The “Batman v Superman” script by Chris Terrio and David S. Goyer plows familiar ground for much of its 153 minutes, revisiting the brutal murder of Bruce Wayne’s parents, and starting off where “Man of Steel” ended: with Superman and General Zod leveling much of Metropolis, which saved our planet long-term but piled up a lot of unseen corpses in the short-term. Batman is epically miffed, and while Eisenberg’s Luthor develops a precious hunk of Kryptonite for his own genocidal purposes, the big boys inch closer, often in Snyder’s preferred, hackneyed slow-mo, to the battle royale.

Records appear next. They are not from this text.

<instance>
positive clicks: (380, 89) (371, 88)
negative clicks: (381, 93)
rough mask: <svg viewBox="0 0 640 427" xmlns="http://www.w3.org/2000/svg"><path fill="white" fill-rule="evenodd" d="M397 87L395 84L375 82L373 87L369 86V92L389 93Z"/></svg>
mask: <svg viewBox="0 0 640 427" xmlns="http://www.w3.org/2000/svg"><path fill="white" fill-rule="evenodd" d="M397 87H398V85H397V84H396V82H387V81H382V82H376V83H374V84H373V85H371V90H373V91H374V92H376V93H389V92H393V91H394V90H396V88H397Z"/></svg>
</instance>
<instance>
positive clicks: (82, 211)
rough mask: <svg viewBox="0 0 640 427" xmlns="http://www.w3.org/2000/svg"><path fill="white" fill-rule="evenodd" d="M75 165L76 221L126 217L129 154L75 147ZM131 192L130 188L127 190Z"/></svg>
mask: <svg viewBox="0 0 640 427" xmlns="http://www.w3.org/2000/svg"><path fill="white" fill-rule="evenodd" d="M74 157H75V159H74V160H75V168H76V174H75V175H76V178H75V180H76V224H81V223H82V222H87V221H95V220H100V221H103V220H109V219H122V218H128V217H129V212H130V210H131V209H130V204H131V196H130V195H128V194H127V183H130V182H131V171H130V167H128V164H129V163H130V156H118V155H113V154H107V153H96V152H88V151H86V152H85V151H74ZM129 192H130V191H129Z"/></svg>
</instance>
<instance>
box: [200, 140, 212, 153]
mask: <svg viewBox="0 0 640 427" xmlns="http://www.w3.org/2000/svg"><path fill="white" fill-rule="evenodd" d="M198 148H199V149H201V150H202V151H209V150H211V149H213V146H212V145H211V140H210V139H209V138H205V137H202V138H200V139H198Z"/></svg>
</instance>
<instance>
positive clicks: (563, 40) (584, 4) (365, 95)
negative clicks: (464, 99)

Snyder is not without skills, or ideas, but when a critic finds himself at odds with almost every aspect of a director’s visual approach to material like this, material like this becomes pretty joyless. Compare the first big sequence in “Batman v Superman” featuring the Batmobile in action, in relation to the Bat Cycle/semi-trailer truck game of chicken in Nolan’s “The Dark Knight.” The latter builds beautifully, and shows off the toys and old-fashioned, non-digital effects with serious class. The “Batman v Superman” equivalent is pure, empty noise: fireballs; the usual overdose of insane automatic gunfire; and absolutely no rhythm.
“You don’t owe this world a thing,” Lane tells Superman at one point. Maybe so. But at this point in the twinned mythologies of two extremely hardy DC heroes, humankind deserves a better blockbuster.